Certains patronymes ne mentent pas et trahissent tout de suite des origines lointaines ou des lieux gorgés de soleil. Celui d’Uria-Monzon, dans le creux de la langue, dans le balancement des accents toniques, diffuse immédiatement des fragrances d’une Espagne colorée et envoûtante.
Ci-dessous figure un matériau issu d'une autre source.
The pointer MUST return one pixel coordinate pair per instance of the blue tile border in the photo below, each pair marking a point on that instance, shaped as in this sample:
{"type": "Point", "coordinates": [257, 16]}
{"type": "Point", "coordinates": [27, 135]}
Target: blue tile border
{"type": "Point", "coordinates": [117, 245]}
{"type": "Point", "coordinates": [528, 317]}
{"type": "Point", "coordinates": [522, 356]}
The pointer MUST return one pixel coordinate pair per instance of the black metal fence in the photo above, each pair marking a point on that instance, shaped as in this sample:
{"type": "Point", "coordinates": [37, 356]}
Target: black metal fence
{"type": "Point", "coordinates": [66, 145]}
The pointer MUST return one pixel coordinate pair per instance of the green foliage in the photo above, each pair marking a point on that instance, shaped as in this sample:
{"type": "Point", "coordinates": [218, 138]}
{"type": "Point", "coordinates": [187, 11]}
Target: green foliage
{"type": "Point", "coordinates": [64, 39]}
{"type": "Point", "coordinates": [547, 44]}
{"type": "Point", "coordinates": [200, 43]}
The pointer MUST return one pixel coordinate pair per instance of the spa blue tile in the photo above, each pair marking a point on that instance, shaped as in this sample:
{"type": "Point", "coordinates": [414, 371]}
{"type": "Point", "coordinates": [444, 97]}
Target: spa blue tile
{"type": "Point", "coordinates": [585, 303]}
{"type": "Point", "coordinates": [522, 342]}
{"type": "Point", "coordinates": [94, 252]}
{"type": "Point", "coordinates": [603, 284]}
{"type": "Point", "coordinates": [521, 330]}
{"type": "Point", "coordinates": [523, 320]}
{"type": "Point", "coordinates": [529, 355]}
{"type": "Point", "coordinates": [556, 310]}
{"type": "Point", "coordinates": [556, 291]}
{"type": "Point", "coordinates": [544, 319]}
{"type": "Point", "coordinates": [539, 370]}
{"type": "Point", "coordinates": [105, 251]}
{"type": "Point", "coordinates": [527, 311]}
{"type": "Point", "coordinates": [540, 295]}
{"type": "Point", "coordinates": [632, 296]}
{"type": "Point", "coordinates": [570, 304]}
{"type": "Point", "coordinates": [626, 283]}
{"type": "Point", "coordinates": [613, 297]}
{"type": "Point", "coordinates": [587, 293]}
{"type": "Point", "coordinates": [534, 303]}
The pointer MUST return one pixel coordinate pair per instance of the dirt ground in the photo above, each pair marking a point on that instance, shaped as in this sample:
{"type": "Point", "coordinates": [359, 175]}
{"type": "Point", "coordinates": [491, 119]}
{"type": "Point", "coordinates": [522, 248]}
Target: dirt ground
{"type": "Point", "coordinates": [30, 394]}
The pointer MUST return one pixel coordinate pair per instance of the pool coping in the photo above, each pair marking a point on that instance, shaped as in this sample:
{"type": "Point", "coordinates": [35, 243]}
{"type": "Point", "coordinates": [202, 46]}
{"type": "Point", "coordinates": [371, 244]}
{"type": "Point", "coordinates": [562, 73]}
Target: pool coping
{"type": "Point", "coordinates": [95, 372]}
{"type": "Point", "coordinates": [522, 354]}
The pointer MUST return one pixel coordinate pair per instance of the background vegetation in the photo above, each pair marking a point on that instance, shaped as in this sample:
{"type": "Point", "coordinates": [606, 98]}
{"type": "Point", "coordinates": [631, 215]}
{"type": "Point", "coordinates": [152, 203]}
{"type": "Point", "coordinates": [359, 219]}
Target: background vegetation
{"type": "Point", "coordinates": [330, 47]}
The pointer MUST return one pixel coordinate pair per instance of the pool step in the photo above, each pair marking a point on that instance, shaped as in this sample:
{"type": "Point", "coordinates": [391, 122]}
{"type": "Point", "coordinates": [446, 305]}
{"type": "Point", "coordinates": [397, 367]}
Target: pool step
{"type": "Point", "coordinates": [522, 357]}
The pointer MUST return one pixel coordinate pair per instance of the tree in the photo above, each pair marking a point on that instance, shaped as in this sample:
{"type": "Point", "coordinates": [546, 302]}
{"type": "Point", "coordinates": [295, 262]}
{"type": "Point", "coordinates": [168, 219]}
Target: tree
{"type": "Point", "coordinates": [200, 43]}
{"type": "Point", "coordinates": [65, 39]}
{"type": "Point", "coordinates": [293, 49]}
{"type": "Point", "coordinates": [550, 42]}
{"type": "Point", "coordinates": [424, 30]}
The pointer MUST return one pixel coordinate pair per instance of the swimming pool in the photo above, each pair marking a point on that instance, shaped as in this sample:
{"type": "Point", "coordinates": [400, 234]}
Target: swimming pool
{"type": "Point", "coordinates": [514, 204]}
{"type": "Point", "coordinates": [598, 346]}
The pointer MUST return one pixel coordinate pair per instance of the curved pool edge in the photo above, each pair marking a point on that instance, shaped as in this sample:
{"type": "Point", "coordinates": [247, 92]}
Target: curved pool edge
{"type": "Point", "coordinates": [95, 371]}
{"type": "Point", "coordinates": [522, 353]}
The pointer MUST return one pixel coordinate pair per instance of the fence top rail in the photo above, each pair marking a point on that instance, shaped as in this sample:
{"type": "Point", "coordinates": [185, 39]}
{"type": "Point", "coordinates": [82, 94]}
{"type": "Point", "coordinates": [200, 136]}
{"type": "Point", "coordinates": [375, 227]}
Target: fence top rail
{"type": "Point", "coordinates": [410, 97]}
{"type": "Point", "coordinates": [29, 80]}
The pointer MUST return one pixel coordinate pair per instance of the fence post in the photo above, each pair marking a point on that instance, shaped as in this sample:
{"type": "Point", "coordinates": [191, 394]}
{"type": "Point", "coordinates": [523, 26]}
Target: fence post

Nulle surprise donc, dans ce récital intitulé Sol y Sombra, de retrouver dans une vaste fresque musicale les compositeurs emblématiques d’un folklore transcendé, tels que De Falla, Granados ou Turina, mais également d’illustres inconnus tels que Chapi, Barbieri… Inévitable, également, pour celle qui a épousé le rôle à merveille, de faire un clin d’œil à Carmen, dans l’illustre Habanera ou Chanson bohème ! Soutenue par un pianiste talentueux, Jean-Marc Bouget, accompagnateur remarquable, fin, délicat, la mezzo-soprano, dont les graves s’épaississent toujours plus, illustra avec beaucoup de talent, les deux facettes de cette culture ibérique, tout en couleurs et lumières, ou tout en retenue, mâtinée de tourment et d’intériorité;  les Poèma en forma de canciones de Turina, ou les Chansons populaires de Manuel de Falla furent un exemple parfait de cette ambivalence. À côté de cette formule en duo, l’artiste choisit également d’être soutenue par un trio, violoncelle et violon se rajoutant au piano, pour sortir un peu d’un univers monochrome. Certes, musiciens de qualité, Jean Ferry, brillant violoncelliste, et Christophe Guiot, violoniste confirmé, l’ensemble eut du mal à trouver une cohérence, une identité « sonorielle ». Difficile, dans des transcriptions, de trouver sa juste place, de mettre en valeur l’autre sans être trop en retrait, problème du violoncelliste, ou alors trop en avant, violoniste, au risque de perturber la cohérence du discours musical. Nul doute cependant que ce jeune spectacle, création ce soir à l’Opéra d’Avignon, trouve rapidement son équilibre. Béatrice Uria-Monzon, presque trop discrète, totalement dans l’émotion, gagnerait à faire sortir la Carmen qui est en elle et s’imposer un peu plus scéniquement, alors éclaterait encore plus au firmament la beauté de cette musique espagnole.

CHRISTOPHE FLOQUET
Octobre 2016

Sol y sombra, Opéra Grand Avignon le 8 octobre.